The experiment isn’t only about technology. Other warfighting aspects are also considered.

“Another idea under investigation is a proposal that the Army should reallocate forward observers that bring artillery and air support to the unit, in order to push them down to lower tactical echelons,” Lilley said. “Does a squad gain lethality from having its own forward observers? What are the positive and negative implications of such a change in organization?”


“The overall goal of the experiment is to gain insights into the operational impacts of technologies,” Lilley said. “First the experiment attempts to validate that a unit is more effective, more lethal — can achieve overmatch, if you will — when we provide the experimental force technology ‘X.’ But the second and third order effects are just as important — questions of what does the unit require in terms of training, manning, altered organization in order to fully realize the potential of ‘X.'”
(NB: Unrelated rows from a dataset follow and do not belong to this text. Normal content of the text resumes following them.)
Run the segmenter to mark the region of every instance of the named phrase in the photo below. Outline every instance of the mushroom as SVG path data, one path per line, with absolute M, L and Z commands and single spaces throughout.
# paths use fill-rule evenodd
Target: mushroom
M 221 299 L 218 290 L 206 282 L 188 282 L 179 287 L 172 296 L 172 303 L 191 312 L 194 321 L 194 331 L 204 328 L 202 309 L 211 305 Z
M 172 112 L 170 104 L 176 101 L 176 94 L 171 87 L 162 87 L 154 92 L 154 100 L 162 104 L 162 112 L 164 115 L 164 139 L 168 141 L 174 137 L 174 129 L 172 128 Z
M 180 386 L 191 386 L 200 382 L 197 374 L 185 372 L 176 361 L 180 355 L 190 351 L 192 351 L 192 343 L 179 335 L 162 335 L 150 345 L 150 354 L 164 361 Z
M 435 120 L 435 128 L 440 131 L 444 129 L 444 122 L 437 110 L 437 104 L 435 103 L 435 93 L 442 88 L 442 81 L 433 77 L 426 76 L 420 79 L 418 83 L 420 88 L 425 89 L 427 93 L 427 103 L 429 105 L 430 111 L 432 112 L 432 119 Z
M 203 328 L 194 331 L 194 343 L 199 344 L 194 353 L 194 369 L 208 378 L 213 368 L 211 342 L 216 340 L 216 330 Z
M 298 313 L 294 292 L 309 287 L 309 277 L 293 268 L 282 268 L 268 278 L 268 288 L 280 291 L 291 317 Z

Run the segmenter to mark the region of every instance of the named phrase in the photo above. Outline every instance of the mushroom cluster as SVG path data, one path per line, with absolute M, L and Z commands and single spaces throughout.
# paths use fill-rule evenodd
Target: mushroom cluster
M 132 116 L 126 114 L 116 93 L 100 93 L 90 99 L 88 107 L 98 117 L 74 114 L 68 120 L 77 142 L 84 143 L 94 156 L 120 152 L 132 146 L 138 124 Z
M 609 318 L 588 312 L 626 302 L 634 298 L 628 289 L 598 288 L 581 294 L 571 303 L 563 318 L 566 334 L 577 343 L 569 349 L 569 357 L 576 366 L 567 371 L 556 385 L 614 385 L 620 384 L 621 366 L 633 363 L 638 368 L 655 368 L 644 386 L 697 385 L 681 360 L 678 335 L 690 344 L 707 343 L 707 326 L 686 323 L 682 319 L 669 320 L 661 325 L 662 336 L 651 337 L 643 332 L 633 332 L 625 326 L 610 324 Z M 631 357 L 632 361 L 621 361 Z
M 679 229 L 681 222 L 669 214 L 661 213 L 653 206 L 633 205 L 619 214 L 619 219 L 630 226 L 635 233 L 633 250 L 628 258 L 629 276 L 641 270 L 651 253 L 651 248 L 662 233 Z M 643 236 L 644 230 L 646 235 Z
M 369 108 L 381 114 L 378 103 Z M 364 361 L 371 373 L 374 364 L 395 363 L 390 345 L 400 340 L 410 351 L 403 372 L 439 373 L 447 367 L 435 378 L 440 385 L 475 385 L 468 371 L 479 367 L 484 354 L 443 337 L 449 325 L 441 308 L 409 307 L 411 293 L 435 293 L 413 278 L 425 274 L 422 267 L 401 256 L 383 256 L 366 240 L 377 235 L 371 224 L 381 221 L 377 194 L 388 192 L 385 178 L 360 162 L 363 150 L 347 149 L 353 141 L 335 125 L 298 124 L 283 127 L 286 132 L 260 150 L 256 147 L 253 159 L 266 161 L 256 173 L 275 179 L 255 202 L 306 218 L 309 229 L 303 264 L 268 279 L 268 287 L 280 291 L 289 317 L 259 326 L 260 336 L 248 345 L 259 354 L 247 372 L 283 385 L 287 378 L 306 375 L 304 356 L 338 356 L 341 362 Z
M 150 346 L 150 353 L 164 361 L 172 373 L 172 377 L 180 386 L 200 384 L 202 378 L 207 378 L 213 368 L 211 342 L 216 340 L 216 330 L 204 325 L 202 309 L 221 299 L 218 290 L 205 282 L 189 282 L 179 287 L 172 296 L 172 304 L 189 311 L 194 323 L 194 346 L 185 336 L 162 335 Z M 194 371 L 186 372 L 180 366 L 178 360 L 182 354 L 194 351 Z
At this point, system integration isn’t just possible — it’s necessary, he said.

“We can now provide so many capabilities to the unit that without integration the force becomes overburdened,” Lilley said. “How many monitor screens or workstations can a Soldier manage simultaneously? If the Army’s various unmanned aerial systems, seismic sensors, 360-degree persistent surveillance optics, base perimeter remotely operated weapons and other inputs all have their own control stations that don’t interoperate and ‘speak’ electronically to each other, have we added combat power or have we paralyzed the command and control elements with too much to manage?”


The next iteration of the experiment, Spiral I, is set for 2014, but planning for the ninth spiral is already in progress. Last month, the Maneuver Battle Lab selected the participating technologies.

“Spiral I will support and inform multiple efforts including Squad: Foundation of the Decisive Force, technology enhanced capability demonstrations, accelerated capabilities development and network and capabilities integration evaluations,” Daniel said.